C’est dans ce contexte d’échec généralisé de lutte à la pauvreté que le gouvernement actuel a choisi d’adopter, le 11 novembre dernier, la Loi 70 qui permettra de réduire l’aide de dernier recours à 399 $ par mois pour un prestataire qui en est à sa première demande et qui « refuse » de s’engager dans une démarche d’employabilité.
Il est vrai que ceux qui s’engageront dans le programme « Objectif Emploi » verront leur prestation haussée de 250 $ par mois. Une mesure qui se chiffre à 5 M$ par année. Mais il ne faut pas perdre de vue que le gouvernement estime pouvoir économiser 47 M$ grâce aux mesures prévues dans la Loi 70. C’est un maigre 10 % des coupes qui seront injectées dans le nouveau programme d’employabilité.
Avant toute chose, il faut se rappeler le contexte dans lequel une personne peut demander l’aide de dernier recours. Elle doit avoir épuisé toutes ses ressources financières pour être éligible. C’est souvent une personne aux abois, en situation de crise et de désarroi, qui se présente pour obtenir de l’aide, justement nommée de « dernier recours ».
Qui déterminera si cette personne est apte à intégrer immédiatement un programme d’employabilité? Quelles mesures seront prises pour l’accompagner dans son parcours? Comment adaptera-t-on le programme à sa condition souvent difficile? Sur ces aspects, la Loi demeure muette…
Ce que le gouvernement omet de nous dire, pendant qu’il en appelle aux pires clichés sur les personnes en situation de pauvreté, c’est que, depuis 1995, le taux d’assistance sociale a baissé de presque la moitié, passant de 802 000 personnes à 436 000 en 2015. Que, dans la dernière année, près 116 000 adultes assistés sociaux ont participé volontairement à des mesures d’emploi, soit un adulte sur trois. Qu’il dispose déjà d’une multitude d’outils, dont des pouvoirs d’enquête dignes des meilleurs corps policiers, pour attraper ce méchant fraudeur qu’on aime tant nous invoquer. Enfin, que l’évasion fiscale représente des pertes de 3,5 milliards $ par année pour le trésor québécois et que rien n’est fait pour la contrer.

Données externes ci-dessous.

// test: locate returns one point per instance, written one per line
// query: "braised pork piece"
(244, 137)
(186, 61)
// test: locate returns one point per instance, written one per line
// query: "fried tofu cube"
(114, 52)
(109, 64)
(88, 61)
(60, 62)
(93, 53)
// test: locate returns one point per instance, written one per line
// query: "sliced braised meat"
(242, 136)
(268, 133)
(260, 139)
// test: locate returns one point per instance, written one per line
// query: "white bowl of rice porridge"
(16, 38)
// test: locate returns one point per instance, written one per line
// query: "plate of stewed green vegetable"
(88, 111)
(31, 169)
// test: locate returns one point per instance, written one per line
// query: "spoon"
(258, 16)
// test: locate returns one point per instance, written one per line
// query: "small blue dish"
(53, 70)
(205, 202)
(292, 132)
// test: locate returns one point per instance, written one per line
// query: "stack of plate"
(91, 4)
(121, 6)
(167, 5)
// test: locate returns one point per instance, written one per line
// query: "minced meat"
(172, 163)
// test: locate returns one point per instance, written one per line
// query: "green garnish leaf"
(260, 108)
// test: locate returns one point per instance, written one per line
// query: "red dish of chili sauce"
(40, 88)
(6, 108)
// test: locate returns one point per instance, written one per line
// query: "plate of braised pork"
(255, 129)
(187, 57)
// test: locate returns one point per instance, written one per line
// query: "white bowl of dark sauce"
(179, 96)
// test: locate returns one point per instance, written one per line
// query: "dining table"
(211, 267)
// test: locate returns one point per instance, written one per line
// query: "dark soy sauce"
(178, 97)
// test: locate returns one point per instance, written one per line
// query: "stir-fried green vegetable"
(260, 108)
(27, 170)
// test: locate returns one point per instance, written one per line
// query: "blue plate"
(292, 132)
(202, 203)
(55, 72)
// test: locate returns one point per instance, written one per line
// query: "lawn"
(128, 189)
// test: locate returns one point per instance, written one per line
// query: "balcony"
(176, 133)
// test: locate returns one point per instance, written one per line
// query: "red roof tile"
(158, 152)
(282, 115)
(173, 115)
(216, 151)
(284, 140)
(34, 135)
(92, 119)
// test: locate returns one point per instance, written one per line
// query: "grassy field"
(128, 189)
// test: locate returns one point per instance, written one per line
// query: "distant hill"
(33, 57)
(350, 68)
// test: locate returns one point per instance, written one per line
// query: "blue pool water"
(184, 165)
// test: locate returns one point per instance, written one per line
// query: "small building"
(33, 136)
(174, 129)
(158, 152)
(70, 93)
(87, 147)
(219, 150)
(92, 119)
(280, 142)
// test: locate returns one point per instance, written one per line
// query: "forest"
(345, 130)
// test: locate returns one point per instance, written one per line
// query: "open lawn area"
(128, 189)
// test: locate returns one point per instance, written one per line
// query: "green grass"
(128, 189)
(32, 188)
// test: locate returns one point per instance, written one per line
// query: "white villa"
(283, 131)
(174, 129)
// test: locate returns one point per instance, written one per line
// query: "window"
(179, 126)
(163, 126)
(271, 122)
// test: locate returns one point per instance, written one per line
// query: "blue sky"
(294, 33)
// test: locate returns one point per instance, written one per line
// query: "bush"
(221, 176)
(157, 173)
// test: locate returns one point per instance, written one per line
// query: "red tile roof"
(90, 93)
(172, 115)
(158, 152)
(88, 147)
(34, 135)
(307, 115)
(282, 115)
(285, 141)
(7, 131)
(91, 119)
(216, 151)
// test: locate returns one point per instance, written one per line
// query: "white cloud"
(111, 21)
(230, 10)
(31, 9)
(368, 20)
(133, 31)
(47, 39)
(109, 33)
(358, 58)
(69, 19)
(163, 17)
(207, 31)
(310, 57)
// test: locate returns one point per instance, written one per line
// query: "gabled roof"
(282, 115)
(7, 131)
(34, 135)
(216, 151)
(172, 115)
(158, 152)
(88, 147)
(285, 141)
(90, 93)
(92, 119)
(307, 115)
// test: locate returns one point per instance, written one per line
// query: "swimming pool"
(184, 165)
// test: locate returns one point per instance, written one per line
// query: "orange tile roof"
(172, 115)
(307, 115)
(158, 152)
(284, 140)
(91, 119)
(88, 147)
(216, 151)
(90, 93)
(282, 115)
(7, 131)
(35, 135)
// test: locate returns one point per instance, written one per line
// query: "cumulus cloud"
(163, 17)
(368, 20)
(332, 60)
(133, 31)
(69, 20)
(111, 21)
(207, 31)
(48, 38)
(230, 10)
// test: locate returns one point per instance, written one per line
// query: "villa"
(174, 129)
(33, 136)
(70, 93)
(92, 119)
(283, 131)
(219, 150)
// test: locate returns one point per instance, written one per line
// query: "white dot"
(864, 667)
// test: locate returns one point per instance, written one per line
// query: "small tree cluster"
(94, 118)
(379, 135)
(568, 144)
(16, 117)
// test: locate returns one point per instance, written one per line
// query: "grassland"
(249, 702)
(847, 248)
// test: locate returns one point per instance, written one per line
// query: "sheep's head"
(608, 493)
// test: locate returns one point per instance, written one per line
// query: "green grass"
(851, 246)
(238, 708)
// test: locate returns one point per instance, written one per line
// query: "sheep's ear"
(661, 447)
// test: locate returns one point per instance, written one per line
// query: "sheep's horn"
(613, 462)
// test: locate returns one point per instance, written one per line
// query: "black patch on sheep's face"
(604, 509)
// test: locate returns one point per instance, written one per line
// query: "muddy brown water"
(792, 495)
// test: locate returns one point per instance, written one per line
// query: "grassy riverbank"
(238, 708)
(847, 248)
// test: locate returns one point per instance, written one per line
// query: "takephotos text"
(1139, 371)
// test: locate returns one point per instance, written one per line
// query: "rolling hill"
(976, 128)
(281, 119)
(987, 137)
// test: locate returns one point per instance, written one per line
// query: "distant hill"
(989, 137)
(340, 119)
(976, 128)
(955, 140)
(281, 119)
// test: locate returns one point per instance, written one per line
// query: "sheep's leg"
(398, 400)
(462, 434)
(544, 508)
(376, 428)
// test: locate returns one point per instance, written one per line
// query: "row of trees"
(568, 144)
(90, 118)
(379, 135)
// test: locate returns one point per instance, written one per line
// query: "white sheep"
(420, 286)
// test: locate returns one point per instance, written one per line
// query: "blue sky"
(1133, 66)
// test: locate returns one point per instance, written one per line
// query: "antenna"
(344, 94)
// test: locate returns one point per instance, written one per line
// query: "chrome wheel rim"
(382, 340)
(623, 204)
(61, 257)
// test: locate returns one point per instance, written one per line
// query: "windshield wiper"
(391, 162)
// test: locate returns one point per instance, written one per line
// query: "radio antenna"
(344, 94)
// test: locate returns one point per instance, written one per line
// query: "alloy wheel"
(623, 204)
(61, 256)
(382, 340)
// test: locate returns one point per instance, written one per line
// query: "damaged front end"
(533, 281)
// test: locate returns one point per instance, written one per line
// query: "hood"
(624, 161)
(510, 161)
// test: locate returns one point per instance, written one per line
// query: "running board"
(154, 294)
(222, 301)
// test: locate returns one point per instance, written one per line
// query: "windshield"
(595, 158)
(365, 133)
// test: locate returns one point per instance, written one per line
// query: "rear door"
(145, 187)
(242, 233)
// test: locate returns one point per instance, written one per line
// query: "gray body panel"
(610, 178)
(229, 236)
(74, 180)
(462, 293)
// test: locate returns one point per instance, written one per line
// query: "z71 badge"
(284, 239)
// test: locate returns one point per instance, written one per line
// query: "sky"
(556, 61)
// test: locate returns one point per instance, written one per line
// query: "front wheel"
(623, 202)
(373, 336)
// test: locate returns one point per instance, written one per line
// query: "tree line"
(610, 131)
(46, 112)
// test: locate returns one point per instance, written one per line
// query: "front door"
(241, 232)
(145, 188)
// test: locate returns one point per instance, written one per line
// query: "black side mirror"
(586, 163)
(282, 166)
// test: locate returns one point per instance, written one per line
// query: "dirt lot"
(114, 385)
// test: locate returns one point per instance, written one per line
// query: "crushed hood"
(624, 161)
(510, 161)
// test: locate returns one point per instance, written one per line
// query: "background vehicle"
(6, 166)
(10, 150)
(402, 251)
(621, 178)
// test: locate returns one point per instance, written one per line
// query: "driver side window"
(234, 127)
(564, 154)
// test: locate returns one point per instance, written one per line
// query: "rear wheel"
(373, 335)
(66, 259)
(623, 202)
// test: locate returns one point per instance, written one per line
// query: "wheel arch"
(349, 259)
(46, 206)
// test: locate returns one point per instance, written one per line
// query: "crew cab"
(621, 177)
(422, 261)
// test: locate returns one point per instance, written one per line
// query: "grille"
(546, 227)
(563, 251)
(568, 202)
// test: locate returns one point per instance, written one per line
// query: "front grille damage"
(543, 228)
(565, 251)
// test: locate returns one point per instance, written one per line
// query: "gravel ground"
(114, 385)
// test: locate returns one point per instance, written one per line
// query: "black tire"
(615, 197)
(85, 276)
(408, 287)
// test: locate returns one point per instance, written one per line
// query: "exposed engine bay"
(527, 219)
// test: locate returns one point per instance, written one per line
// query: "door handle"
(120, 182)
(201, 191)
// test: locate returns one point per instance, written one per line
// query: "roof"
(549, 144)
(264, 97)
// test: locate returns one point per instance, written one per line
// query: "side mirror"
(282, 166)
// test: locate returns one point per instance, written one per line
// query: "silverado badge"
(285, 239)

C’est pourquoi nous demandons au gouvernement libéral du Québec d’être cohérent avec sa commission politique et la position adoptée par ses militants lors du dernier conseil général, tenu à Laval les 12 et 13 novembre derniers, soit de s’engager résolument dans la lutte aux inégalités sociales. Et pour ce faire, il doit investir de manière importante pour soutenir les plus démunis de notre société. Ce ne sont certes pas les mesures coercitives et la réduction de l’aide de dernier recours de 623 $ à 399 $ par mois qui permettront d’atteindre cet objectif.